Design and Implementation of the Next‑Generation Cloud‑Native Monitoring System at Autohome
The article describes Autohome's third‑generation cloud‑native monitoring platform, detailing its background, strategic goals for R&D efficiency, mobile‑first design, Prometheus‑based architecture with multi‑replica storage and InfluxDB remote storage, its operational impact, and future directions such as AI‑driven noise reduction.
Autohome's monitoring system has evolved through three generations: the first used distributed Zabbix for basic availability, the second built on Open‑Falcon for reliability, and the third aims to be "good to use" by leveraging the company's monitoring expertise.
In 2020, pressing needs for R&D efficiency, continuous technical breakthroughs, and business transformation drove the planning of a next‑generation system, focusing on how monitoring can further improve development productivity, exploit cloud‑native breakthroughs, and differentiate the platform within a competitive cloud‑computing market.

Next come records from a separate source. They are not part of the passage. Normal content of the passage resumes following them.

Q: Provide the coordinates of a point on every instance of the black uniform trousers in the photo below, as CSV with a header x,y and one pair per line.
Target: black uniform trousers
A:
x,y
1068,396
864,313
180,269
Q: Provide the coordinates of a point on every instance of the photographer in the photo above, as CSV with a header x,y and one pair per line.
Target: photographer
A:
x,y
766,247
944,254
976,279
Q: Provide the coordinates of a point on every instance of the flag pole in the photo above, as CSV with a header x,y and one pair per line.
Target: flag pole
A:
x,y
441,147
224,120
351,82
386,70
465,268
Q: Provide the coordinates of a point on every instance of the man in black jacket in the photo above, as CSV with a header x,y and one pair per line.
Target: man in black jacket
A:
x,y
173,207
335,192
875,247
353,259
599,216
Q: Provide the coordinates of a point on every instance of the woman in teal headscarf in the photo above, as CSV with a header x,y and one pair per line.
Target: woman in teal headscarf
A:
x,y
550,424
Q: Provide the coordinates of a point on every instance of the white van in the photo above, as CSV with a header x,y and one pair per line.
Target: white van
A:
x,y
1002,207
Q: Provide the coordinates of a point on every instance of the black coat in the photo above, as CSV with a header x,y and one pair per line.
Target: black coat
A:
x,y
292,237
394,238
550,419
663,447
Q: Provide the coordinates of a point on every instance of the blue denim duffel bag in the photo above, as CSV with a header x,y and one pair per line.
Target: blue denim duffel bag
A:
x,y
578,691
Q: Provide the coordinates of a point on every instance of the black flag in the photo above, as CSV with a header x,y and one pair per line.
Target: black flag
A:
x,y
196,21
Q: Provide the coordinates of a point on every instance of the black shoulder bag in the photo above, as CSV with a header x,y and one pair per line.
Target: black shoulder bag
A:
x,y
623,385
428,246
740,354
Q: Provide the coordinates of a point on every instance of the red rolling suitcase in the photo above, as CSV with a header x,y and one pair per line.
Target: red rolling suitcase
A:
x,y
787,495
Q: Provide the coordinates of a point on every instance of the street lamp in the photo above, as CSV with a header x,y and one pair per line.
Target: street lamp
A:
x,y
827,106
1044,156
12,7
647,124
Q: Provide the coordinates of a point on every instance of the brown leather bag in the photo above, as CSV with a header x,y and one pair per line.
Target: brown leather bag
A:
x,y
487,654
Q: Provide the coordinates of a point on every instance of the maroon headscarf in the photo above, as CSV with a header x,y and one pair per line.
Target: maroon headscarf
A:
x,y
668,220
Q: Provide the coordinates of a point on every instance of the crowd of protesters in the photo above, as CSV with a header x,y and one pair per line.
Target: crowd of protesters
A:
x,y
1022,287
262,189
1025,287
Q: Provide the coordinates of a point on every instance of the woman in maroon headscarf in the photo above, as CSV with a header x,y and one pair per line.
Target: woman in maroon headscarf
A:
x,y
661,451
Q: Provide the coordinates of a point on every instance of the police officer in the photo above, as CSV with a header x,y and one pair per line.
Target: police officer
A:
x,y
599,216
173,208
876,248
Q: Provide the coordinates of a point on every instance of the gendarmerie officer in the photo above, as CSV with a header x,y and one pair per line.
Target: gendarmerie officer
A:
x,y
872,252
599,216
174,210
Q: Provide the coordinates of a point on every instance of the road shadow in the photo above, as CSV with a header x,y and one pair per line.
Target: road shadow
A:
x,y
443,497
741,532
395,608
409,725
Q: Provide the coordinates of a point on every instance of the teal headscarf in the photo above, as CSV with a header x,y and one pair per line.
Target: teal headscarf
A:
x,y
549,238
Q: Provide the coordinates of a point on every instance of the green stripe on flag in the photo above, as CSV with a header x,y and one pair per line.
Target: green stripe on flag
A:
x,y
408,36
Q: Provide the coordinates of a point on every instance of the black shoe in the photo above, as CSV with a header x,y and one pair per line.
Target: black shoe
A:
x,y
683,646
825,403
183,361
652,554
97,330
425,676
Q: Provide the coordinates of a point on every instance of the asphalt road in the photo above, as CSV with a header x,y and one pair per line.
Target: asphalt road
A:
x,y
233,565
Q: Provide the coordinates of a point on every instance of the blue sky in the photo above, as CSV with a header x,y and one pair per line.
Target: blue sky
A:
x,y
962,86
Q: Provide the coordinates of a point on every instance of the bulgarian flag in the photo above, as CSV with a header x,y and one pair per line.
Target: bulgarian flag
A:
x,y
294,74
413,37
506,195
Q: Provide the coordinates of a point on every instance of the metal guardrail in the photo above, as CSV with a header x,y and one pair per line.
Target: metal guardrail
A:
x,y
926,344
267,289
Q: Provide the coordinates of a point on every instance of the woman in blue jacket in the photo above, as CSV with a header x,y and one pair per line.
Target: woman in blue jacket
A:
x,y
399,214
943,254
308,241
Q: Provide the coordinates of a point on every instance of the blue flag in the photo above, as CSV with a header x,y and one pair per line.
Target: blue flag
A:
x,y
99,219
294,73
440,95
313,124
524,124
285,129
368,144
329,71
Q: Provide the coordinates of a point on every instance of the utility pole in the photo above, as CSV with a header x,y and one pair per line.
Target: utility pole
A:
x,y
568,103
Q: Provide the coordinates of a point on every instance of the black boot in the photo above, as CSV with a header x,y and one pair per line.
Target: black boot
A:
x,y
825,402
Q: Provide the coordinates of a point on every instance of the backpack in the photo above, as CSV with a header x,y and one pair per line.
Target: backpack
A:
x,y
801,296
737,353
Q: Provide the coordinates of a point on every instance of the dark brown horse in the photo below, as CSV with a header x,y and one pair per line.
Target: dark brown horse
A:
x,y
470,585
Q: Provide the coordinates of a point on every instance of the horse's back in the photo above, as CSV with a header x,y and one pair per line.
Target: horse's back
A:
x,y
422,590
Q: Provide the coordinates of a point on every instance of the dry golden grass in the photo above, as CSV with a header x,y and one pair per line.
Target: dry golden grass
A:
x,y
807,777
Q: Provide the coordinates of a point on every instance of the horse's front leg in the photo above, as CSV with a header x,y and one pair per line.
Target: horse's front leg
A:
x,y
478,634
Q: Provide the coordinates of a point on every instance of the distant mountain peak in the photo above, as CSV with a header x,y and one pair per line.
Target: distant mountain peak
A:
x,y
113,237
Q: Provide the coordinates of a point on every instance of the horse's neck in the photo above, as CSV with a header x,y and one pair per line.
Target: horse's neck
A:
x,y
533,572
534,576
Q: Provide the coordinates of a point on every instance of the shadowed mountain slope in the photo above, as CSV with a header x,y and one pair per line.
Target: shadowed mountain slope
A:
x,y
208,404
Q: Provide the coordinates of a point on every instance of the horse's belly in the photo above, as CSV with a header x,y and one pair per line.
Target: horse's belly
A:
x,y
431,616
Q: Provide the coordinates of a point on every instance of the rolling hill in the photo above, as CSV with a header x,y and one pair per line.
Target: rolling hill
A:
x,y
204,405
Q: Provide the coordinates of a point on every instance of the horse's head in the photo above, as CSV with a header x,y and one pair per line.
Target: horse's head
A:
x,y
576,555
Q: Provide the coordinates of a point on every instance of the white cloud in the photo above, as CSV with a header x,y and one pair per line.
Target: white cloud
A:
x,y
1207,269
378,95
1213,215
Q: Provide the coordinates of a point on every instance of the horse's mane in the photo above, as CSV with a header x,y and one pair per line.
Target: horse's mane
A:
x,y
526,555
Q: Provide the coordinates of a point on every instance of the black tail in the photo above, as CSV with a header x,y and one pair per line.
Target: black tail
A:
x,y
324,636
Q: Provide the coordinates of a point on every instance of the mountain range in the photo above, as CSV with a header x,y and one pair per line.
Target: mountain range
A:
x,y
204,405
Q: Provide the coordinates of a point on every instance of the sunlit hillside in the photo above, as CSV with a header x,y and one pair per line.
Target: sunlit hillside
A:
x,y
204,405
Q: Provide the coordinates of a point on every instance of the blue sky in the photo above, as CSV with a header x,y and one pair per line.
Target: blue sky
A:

The strategy, named AutoCMP, centers on three pillars: mobile‑first R&D efficiency (real‑time alerts and fault handling on mobile), technical breakthroughs by adopting the most popular cloud‑native and distributed stacks, and business transformation by building an application‑centric, zero‑setup monitoring experience for developers.
Implementation highlights include a mobile monitoring feature integrated into the "AutoMan" mini‑program, a Prometheus‑centric architecture that unifies time‑series storage, a gateway‑to‑dual‑Prometheus design that resolves multi‑replica storage and synchronization issues, and the addition of InfluxDB as remote storage to retain a year of monitoring data. Prometheus runs both on physical nodes and as containers within a Kubernetes cluster, providing stable, replicated time‑series databases.
Since AutoCMP went live, it has been adopted across all Autohome applications, significantly reducing off‑site troubleshooting time, shortening application configuration, and extending the query window for monitoring data, thereby making faults easier to detect and locate.
Future work includes enriching upstream data correlation for better root‑cause analysis and applying AI techniques to filter noise and pinpoint container‑level failures that do not impact business services.